BOP
Macroeconomics
Identify and define three components of a country's balance of payments
A country's balance of payments (BOP) comprises all of the nation's international monetary transactions (both credits and debits) at a specific period of time, and is usually calculated on a quarterly and/or annual basis. Theoretically, the BOP, or balance of credits and debits should be zero. The BOP is divided into three components: the current account, the capital account and the financial account (Heakal 2009). It is "commonly defined as the record of transactions between its residents and foreign residents over a specified period. Each transaction is recorded in accordance with the principles of double-entry bookkeeping, meaning that the amount involved is entered on each of the two sides of the balance-of-payments accounts" (Fieleke 1996: 2).
The current account includes the goods and services that flow in and out of the nation. These goods and services may include raw and manufactured items (regardless of whether they are bought, sold, or given as aid); fees related to tourism and transportation; service-based fees; engineering costs; and royalty fees. Goods and services make up the nation's Balance of Trade (BOT) and the BOT is thus a component of the current account. Earnings on investments, such as stocks, also comprise the current account component of the BOP (Heakal 2009). The last component of the current account is unilateral transfers. These include worker's salaries sent back to families at home as well as foreign aid given to other nations (Heakal 2009).
The capital account is comprised of international capital transfers, or the "acquisition or disposal" of non-financial and non-produced assets, like land or natural resources (Heakal 2009). "The capital account is broken down into the monetary flows branching from debt forgiveness, the transfer of goods, and financial assets by migrants leaving or entering a country" (Heakal 2009). It also consists of "the transfer of ownership on fixed assets (assets such as equipment used in the production process to generate income), the transfer of funds received to the sale or acquisition of fixed assets, gift and inheritance taxes, death levies, and, finally, uninsured damage to fixed assets" (Heakal 2009).

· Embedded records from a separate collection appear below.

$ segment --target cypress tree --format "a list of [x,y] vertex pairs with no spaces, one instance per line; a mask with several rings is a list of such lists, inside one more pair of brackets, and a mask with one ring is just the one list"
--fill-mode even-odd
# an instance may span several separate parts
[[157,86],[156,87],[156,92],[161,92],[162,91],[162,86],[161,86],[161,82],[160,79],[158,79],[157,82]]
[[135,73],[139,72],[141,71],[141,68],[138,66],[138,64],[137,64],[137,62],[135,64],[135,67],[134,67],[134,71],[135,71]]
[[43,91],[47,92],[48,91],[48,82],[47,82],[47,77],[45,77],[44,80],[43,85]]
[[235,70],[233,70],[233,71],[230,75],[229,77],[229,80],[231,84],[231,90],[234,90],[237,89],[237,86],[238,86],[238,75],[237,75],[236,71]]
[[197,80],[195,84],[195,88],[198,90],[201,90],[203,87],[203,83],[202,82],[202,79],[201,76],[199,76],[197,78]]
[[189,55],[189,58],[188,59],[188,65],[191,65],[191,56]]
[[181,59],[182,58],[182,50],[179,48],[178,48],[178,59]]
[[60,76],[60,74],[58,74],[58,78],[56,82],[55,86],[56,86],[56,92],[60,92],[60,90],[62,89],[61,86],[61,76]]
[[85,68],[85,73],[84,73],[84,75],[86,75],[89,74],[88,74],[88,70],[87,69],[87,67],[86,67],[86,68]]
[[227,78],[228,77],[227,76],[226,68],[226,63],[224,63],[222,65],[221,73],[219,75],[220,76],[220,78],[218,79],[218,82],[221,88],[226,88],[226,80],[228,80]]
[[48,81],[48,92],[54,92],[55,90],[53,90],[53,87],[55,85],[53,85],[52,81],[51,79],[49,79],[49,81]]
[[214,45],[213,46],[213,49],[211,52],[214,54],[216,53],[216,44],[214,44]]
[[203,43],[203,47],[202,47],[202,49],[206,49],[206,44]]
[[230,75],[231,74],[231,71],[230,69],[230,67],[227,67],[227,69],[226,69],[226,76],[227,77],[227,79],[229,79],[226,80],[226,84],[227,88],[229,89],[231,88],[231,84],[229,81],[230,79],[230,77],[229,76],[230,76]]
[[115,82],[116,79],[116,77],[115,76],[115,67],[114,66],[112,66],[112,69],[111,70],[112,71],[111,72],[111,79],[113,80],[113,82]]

The final component of the BOP is the financial account, which is comprised of international monetary flows, such as "business, real estate, bonds and stocks" and "government-owned assets such as foreign reserves, gold, special drawing rights (SDRs) held with the International Monetary Fund" (Heakal 2009). Direct foreign investment is included in the financial account, as are private and public assets owned by foreigners, and private assets held abroad (Heakal 2009).